Stage An Intervention
To stage an intervention, one must plan carefully for it to work as intended. A poorly planned intervention can worsen the situation — your loved one may feel attacked and become isolated or more resistant to treatment.
- Make a plan. A family member or friend proposes an intervention and forms a planning group. It’s best if you consult with a qualified professional counselor, addiction specialist, psychologist, mental health counselor, social worker or an interventionist to help you organize an effective intervention. An intervention is a highly charged situation with the potential to cause anger, resentment or a sense of betrayal.
- Gather information. The group members find out about the extent of the loved one’s problem and research the condition and treatment programs. The group may initiate arrangements to enroll the loved one in a specific treatment program.

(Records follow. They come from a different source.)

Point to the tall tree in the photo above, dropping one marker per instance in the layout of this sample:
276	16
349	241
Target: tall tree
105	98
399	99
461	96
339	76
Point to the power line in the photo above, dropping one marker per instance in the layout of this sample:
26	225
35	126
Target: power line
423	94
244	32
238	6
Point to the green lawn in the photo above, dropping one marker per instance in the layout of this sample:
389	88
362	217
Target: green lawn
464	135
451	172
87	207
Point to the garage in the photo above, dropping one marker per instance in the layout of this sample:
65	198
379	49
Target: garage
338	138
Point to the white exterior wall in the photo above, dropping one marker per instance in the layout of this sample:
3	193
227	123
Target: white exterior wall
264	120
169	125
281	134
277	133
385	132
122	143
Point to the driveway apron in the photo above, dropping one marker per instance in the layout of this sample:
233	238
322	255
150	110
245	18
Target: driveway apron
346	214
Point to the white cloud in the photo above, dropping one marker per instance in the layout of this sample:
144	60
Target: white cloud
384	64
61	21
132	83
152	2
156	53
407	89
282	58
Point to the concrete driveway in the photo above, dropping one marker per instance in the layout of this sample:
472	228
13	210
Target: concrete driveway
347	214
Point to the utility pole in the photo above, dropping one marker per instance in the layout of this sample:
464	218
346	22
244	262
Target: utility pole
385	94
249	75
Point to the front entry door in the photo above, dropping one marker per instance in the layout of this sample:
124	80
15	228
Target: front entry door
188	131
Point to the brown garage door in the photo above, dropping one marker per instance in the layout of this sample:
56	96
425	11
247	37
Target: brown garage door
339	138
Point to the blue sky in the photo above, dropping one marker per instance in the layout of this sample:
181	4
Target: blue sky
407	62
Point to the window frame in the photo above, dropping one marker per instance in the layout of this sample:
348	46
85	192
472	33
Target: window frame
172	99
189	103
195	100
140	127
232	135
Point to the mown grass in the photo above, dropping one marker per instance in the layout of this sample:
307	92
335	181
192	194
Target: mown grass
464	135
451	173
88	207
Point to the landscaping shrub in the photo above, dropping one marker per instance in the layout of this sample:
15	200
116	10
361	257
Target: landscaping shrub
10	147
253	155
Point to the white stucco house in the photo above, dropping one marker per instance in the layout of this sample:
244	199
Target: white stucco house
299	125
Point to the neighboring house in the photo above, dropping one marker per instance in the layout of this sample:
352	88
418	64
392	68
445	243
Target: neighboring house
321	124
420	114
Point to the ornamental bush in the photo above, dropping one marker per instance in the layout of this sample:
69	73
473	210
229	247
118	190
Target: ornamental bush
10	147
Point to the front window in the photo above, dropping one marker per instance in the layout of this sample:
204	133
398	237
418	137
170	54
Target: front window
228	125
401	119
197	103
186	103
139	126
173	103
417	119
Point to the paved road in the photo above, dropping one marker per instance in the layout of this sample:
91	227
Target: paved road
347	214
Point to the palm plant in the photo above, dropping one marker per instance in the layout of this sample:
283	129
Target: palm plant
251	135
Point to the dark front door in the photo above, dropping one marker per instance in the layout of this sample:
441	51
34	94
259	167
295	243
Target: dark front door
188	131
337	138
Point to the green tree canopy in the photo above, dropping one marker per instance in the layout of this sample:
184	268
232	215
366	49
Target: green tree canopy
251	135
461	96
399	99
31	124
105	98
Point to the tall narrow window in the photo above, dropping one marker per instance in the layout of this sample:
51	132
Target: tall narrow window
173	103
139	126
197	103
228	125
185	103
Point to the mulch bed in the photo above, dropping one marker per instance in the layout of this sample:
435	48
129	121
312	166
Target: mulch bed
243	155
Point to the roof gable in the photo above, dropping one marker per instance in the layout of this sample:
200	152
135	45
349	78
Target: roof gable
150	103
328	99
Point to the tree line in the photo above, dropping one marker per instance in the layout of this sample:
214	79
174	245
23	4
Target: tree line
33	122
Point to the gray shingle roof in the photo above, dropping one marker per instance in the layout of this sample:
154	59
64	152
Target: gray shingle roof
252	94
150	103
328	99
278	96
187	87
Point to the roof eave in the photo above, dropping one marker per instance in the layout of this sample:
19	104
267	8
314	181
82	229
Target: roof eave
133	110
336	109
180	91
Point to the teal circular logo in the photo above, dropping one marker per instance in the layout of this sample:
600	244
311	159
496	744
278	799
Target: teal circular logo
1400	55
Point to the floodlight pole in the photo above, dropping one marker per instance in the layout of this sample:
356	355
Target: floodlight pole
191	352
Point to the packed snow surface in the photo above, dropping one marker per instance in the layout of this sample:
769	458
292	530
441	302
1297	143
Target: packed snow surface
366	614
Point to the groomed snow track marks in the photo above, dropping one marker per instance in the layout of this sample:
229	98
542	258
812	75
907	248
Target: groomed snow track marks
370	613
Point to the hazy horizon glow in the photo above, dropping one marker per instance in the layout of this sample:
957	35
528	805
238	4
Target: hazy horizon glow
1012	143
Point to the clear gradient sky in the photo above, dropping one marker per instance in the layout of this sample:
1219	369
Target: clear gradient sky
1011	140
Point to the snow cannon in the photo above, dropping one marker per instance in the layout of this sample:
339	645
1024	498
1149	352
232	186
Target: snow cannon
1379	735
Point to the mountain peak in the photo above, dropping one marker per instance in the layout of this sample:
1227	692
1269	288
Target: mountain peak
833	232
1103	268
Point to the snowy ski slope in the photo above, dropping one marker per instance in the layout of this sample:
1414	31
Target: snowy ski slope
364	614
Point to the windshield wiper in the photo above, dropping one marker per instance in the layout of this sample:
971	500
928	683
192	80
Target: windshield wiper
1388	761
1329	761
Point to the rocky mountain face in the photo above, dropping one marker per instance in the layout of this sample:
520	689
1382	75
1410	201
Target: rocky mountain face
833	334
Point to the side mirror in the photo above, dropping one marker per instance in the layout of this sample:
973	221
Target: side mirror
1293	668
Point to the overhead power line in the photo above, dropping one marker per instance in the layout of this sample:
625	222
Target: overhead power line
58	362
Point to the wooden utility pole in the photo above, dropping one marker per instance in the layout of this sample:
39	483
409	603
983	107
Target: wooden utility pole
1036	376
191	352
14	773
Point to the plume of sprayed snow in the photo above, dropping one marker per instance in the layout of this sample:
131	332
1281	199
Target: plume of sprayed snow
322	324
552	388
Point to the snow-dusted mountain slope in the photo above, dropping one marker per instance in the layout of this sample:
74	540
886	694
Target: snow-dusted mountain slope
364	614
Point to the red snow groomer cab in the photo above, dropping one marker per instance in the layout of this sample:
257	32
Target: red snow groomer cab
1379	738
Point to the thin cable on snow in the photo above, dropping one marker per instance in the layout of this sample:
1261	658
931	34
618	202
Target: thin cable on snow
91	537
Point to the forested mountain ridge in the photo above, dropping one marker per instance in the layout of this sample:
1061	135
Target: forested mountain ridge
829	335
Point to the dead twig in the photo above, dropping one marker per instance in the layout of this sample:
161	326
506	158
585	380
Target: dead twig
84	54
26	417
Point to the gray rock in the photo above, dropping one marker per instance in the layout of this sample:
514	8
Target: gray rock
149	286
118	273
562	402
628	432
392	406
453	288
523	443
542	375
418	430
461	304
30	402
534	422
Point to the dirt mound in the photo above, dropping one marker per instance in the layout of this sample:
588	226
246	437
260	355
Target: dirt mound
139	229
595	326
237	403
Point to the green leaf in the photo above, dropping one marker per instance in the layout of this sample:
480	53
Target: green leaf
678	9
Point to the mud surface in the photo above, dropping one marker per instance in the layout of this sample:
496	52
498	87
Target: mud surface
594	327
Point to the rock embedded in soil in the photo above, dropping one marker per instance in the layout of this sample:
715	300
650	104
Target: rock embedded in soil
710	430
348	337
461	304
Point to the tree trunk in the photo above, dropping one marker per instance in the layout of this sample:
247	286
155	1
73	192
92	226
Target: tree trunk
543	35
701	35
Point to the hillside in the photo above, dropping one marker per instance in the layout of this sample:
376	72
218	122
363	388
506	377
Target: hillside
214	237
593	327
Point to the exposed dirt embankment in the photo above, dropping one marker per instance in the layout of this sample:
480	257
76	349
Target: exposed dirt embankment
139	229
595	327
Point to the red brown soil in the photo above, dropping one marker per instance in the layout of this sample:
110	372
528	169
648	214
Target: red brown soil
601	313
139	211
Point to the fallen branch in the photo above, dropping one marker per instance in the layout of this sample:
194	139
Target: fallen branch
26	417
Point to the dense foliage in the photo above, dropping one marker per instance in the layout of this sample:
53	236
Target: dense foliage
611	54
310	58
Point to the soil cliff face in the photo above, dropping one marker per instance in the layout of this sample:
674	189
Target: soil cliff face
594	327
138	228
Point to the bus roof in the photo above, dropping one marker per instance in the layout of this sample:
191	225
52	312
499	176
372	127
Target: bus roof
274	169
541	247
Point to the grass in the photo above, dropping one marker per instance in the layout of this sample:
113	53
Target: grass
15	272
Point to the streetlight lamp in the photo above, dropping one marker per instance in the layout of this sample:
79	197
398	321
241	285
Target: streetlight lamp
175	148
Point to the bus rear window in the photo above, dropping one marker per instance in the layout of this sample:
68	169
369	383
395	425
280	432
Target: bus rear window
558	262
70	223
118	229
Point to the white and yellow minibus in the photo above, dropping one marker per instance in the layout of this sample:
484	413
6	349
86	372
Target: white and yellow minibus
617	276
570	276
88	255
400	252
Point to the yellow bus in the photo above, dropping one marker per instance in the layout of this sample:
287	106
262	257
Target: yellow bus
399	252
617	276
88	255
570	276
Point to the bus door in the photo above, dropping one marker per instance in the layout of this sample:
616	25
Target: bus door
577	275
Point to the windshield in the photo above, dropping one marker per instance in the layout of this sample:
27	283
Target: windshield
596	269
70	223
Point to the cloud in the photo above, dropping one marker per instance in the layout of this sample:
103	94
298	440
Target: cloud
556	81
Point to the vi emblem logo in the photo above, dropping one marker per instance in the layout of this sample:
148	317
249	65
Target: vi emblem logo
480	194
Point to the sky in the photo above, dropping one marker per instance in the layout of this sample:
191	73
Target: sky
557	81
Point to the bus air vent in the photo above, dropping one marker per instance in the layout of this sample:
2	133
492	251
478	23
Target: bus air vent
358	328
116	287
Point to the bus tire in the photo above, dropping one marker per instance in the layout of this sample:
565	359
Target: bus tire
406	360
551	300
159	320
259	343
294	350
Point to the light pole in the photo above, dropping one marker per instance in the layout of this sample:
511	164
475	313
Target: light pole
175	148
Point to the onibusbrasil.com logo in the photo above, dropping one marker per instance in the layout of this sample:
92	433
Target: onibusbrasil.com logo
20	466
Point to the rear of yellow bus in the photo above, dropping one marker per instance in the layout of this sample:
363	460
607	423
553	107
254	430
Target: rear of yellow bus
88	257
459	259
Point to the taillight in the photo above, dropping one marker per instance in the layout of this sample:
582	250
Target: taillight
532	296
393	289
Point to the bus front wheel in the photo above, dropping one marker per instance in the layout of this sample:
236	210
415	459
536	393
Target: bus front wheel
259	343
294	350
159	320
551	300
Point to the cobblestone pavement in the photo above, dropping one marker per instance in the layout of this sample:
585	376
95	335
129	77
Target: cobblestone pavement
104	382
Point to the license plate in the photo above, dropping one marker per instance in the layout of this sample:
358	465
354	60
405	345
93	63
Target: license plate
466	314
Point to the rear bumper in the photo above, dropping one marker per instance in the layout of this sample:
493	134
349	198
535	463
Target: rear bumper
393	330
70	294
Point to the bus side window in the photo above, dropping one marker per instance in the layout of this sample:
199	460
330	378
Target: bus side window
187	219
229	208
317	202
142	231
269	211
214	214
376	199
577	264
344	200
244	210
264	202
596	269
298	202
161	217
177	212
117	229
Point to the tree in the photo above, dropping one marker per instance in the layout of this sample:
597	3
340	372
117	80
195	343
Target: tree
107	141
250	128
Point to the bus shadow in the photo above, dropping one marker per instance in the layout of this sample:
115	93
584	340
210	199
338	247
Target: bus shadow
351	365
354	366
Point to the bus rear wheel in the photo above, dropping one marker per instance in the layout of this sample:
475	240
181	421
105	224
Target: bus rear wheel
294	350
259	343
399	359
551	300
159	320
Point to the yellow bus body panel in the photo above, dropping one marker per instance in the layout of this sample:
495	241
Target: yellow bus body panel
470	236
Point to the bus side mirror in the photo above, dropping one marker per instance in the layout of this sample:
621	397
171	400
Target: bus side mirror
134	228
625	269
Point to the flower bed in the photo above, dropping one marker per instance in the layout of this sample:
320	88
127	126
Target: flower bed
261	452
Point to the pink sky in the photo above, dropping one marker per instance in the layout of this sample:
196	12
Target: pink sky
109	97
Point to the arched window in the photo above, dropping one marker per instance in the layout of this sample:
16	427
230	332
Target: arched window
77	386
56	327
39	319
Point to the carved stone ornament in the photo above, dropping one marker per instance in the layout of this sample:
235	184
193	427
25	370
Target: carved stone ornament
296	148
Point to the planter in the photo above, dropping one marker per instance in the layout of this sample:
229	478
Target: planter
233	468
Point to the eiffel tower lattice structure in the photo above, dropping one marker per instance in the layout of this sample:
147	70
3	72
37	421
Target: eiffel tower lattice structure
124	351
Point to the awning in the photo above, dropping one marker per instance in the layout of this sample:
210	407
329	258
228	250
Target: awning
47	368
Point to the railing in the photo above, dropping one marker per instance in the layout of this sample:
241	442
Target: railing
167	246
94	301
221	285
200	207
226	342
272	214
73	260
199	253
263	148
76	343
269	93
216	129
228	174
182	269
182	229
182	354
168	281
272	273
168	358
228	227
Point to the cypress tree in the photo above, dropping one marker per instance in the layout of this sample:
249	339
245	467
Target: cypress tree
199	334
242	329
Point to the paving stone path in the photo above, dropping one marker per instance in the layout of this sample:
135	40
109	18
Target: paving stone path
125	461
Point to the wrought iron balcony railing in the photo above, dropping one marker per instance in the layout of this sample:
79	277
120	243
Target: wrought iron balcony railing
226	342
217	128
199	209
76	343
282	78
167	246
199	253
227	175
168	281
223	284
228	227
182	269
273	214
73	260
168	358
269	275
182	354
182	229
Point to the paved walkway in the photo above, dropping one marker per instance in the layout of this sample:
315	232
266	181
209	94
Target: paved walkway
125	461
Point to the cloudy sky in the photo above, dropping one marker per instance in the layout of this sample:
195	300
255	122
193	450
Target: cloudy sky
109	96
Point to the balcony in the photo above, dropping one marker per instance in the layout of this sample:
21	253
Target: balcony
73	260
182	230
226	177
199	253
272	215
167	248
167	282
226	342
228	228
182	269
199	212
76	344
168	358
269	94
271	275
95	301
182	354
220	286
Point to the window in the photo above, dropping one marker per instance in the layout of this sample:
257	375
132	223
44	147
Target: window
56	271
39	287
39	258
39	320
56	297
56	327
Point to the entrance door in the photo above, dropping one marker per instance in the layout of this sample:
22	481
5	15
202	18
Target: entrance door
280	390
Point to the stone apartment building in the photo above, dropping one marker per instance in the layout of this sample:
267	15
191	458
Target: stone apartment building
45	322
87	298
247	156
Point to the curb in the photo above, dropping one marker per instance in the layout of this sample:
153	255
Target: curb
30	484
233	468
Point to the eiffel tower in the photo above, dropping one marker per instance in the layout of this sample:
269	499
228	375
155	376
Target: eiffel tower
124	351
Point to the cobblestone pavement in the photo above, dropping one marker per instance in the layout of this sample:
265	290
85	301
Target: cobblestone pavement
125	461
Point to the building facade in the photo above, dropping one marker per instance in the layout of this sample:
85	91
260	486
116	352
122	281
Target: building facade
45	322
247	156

- Form the intervention team. The planning group forms a team that will personally participate in the intervention. Team members set a date and location and work together to present a consistent, rehearsed message and a structured plan. Often, nonfamily members of the team help keep the discussion focused on the facts of the problem and shared solutions rather than strong emotional responses. Do not let your loved one know what you are doing until the day of the intervention.
- Decide on specific consequences. If your loved one doesn’t accept treatment, each person on the team needs to decide what action he or she will take. Examples include asking your loved one to move out or taking away contact with children.
- Make notes on what to say. Each member of the intervention team describes specific incidents where the addiction caused problems, such as emotional or financial issues. Discuss the toll of your loved one’s behavior while still expressing care and the expectation that your loved one can change. Your loved one can’t argue with facts or with your emotional response to the problem. For example begin by saying “I was upset and hurt when you drank…”
- Hold the intervention meeting. Without revealing the reason, the loved one is asked to the intervention site. Members of the core team then take turns expressing their concerns and feelings. The loved one is presented with a treatment option and asked to accept that option on the spot. Each team member will say what specific changes he or she will make if the addicted person doesn’t accept the plan. Do not threaten a consequence unless you are ready to follow through with it.
- Follow up. Involving a spouse, family members or others is critical to help someone with an addiction stay in treatment and avoid relapsing. This can include changing patterns of everyday living to make it easier to avoid destructive behavior, offering to participate in counseling with your loved one, seeking your own therapist and recovery support, and knowing what to do if relapse occurs.